Friday, March 13, 2015
Dorothy, Kansas, and Why “The Inevitable” Didn’t Happen
When the week began, the South Carolina House was in session bright and early, with some members enthusiastic to borrow nearly $500 million dollars. Known officially as Part III of the state budget, this gleaming yellow brick road to debt had come out of the tax-writing Ways & Means Committee with a unanimous vote. The borrowing plan also had the support of most of the Republican and Democrat leadership in the chamber. On Monday this trip to Oz seemed not like an adventure, but a real estate closing, an inevitable pro-forma event where the details had been worked out, all that was needed was a few signatures.
So what happened?
First, the back benchers spoke up. Behind closed doors, a dedicated group of rank and file Republican House members suggested that the GOP Caucus had lost its way. Tipsy on low interest rates, they said, Republicans were acting like the Scarecrow who hadn’t the brains to find a way to Pay As We Go.
Then the people found their voice. Legislators were pummeled from back home, causing the switchboard and social media to melt down. Soon the $470 million bill was half that, then a third of it, then $0. As the week dragged on, constant pressure from citizens helped numerous Cowardly Lions find the courage to say no.
For our part, Palmetto Promise Institute asserted that to borrow that kind of money willy nilly showed the House was missing brains and courage, but also heart. Like The Tin Man---creaky and rusty---the GOP-led House was breaking a promise to our children, saddling them with debt.

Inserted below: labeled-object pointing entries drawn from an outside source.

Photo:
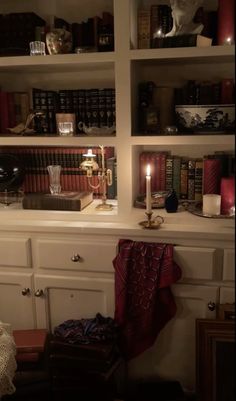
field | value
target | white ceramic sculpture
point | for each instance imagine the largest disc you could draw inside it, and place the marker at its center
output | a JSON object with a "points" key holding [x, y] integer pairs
{"points": [[183, 12]]}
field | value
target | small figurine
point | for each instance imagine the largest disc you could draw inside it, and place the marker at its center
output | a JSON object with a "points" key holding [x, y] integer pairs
{"points": [[183, 12], [25, 129]]}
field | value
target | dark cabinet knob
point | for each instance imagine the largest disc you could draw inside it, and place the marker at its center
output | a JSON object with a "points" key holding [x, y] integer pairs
{"points": [[211, 306]]}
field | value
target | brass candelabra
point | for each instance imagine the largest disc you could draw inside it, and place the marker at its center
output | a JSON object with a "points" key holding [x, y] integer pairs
{"points": [[104, 176]]}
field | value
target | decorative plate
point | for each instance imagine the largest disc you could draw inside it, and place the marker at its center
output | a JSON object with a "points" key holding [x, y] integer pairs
{"points": [[158, 200]]}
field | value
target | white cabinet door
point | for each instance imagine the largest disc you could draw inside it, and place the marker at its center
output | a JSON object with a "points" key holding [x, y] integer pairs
{"points": [[173, 355], [16, 301], [60, 298]]}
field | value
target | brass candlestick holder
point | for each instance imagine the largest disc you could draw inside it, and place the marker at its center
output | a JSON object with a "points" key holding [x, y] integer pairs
{"points": [[104, 176], [151, 224]]}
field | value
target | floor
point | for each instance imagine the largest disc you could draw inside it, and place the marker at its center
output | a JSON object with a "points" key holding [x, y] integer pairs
{"points": [[159, 391]]}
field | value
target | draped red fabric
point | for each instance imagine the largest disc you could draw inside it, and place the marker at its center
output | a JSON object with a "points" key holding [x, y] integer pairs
{"points": [[144, 302]]}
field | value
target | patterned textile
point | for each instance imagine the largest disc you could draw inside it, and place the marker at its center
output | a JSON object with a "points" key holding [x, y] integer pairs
{"points": [[7, 361], [143, 299], [86, 331]]}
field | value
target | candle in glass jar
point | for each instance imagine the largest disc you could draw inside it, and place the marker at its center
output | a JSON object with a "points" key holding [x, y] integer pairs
{"points": [[227, 191], [211, 204], [148, 191]]}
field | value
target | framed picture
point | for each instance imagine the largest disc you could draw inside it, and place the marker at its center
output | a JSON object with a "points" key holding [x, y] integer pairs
{"points": [[226, 312], [215, 360]]}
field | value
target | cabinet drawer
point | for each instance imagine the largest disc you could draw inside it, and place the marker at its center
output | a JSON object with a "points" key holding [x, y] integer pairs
{"points": [[15, 252], [75, 255], [198, 263], [227, 295], [229, 265]]}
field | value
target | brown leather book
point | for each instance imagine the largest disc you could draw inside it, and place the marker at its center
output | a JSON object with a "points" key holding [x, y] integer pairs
{"points": [[31, 341]]}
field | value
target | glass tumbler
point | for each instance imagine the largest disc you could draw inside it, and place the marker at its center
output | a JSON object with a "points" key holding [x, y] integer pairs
{"points": [[37, 48], [54, 172], [65, 128]]}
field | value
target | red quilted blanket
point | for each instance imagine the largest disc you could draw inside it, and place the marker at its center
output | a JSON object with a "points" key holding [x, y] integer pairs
{"points": [[143, 299]]}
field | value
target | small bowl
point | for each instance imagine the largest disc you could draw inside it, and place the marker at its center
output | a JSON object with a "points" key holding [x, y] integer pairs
{"points": [[205, 118]]}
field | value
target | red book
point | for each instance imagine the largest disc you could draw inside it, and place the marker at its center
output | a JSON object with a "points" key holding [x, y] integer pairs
{"points": [[211, 176], [227, 91], [144, 160], [226, 16], [11, 109], [4, 113], [227, 191]]}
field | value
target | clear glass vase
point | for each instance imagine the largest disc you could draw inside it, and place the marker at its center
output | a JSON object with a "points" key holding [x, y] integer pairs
{"points": [[54, 172]]}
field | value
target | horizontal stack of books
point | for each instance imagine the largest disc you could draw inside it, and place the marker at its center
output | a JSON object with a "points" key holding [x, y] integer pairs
{"points": [[189, 177], [73, 178]]}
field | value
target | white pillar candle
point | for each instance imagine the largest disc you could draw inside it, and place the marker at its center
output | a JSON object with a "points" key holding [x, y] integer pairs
{"points": [[148, 191], [211, 204]]}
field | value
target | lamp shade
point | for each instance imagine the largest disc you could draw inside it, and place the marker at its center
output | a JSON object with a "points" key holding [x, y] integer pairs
{"points": [[11, 172]]}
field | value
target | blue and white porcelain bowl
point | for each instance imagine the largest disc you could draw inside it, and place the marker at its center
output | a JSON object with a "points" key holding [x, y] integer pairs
{"points": [[205, 118]]}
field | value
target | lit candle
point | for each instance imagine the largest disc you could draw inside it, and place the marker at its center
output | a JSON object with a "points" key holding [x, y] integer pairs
{"points": [[148, 191], [227, 189], [211, 204]]}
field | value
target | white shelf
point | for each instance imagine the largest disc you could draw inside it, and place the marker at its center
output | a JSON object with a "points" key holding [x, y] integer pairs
{"points": [[122, 69], [56, 141], [58, 62], [184, 140], [186, 54]]}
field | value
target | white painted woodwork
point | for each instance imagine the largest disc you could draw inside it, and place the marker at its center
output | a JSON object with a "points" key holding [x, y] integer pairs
{"points": [[122, 69], [94, 255], [204, 247], [72, 298], [227, 295], [15, 252], [15, 308], [172, 357], [229, 265], [198, 263]]}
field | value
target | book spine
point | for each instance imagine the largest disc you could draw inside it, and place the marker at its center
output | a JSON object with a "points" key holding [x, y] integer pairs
{"points": [[225, 23], [191, 179], [11, 109], [198, 180], [227, 95], [109, 114], [88, 113], [112, 189], [169, 173], [4, 112], [81, 108], [184, 179], [176, 175], [94, 104], [51, 112], [144, 29], [102, 108], [211, 176], [162, 172]]}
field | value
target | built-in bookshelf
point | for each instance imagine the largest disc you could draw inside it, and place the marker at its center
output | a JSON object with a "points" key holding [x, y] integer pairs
{"points": [[122, 69]]}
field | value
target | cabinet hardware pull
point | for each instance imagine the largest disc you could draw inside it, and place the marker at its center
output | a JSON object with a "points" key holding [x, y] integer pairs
{"points": [[75, 258], [38, 293], [211, 306], [25, 291]]}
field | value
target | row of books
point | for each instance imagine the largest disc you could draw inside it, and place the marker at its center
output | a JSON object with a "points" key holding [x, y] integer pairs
{"points": [[156, 21], [73, 178], [17, 30], [206, 92], [14, 109], [93, 107], [189, 177]]}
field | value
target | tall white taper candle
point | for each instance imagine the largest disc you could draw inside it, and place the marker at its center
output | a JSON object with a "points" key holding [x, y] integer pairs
{"points": [[148, 190]]}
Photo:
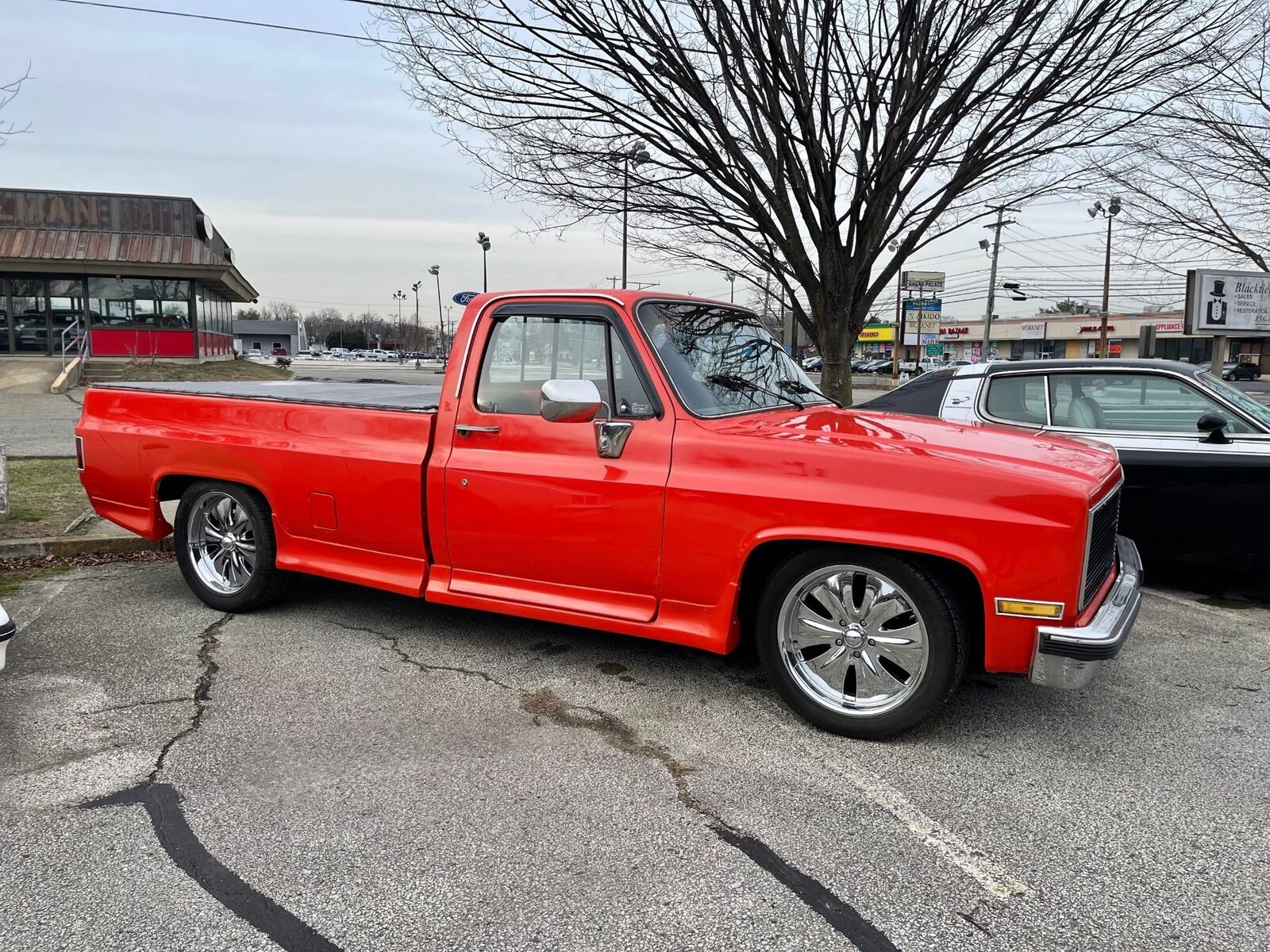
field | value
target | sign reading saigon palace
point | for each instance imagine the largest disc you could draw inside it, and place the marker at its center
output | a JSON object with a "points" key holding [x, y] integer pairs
{"points": [[1227, 302]]}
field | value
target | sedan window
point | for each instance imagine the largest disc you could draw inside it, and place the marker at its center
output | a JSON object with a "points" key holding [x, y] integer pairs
{"points": [[1141, 403], [1019, 399]]}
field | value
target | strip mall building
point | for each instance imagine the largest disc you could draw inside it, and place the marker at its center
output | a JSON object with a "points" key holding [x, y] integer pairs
{"points": [[1054, 336], [144, 276]]}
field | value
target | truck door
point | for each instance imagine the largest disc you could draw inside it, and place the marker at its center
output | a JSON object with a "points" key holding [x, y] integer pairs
{"points": [[533, 513]]}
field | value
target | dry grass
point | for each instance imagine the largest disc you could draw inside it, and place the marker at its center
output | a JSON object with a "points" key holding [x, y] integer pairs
{"points": [[44, 497], [205, 371]]}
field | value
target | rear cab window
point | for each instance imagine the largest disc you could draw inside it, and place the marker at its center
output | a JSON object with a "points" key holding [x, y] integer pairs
{"points": [[524, 352], [1018, 399], [924, 395]]}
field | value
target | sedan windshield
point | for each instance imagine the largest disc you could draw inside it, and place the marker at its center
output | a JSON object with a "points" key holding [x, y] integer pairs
{"points": [[724, 361]]}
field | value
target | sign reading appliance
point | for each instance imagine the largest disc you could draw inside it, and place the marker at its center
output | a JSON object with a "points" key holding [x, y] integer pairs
{"points": [[1226, 302]]}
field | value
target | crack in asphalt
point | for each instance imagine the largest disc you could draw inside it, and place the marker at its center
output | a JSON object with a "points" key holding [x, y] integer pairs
{"points": [[163, 804], [202, 689], [544, 702], [135, 704]]}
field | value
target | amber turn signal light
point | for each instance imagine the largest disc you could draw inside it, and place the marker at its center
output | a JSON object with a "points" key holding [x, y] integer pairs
{"points": [[1029, 609]]}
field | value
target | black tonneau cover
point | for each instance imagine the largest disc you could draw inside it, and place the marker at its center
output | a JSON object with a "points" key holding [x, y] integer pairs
{"points": [[410, 397]]}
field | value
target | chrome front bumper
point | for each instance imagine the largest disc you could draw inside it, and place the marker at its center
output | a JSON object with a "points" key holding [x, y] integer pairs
{"points": [[1070, 658]]}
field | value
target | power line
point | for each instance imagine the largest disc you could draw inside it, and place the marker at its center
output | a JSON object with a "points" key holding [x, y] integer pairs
{"points": [[533, 29]]}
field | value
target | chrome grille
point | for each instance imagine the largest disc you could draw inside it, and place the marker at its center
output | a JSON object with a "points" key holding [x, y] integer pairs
{"points": [[1100, 550]]}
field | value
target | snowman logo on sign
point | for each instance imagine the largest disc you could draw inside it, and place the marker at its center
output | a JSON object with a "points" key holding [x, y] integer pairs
{"points": [[1217, 305]]}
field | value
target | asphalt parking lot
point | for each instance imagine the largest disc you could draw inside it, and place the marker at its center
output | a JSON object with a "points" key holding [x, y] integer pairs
{"points": [[357, 771]]}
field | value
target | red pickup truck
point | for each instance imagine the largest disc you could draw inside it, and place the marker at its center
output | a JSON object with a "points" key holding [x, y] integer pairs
{"points": [[648, 465]]}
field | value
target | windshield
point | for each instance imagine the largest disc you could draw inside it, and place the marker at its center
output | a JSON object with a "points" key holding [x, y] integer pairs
{"points": [[724, 361], [1254, 409]]}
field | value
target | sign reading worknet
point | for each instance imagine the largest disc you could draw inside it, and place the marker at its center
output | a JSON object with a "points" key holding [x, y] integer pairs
{"points": [[1227, 302]]}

As we said earlier this week, it was fortuitous that legislators got a peek at the new Rich States, Poor States last week, revealed by Economist Jonathan Williams just a block from the SC Statehouse. His ALEC study, co-authored with Dr. Art Laffer and Heritage’s Stephen Moore, shows South Carolina borrows too much already, putting us on the heels of Kentucky for the honor of the #1 ranking for borrowing in ratio to tax revenue.
So, here we are 100 hours later, and the inevitable didn’t happen. The Great Credit Oz turned out to be a phony, and the state of South Carolina won’t borrow a half-billion for buildings, a credit line for yet to be determined K-12 education expenses, something called “economic development infrastructure,” etc. Like Dorothy, thankfully we’re now back in the real world. The tornado has passed…and there’s no place like home.
Dr. Oran P. Smith is Palmetto Promise Institute's Policy Senior Fellow.
So what happened?
First, the back benchers spoke up. Behind closed doors, a dedicated group of rank and file Republican House members suggested that the GOP Caucus had lost its way. Tipsy on low interest rates, they said, Republicans were acting like the Scarecrow who hadn’t the brains to find a way to Pay As We Go.
Then the people found their voice. Legislators were pummeled from back home, causing the switchboard and social media to melt down. Soon the $470 million bill was half that, then a third of it, then $0. As the week dragged on, constant pressure from citizens helped numerous Cowardly Lions find the courage to say no.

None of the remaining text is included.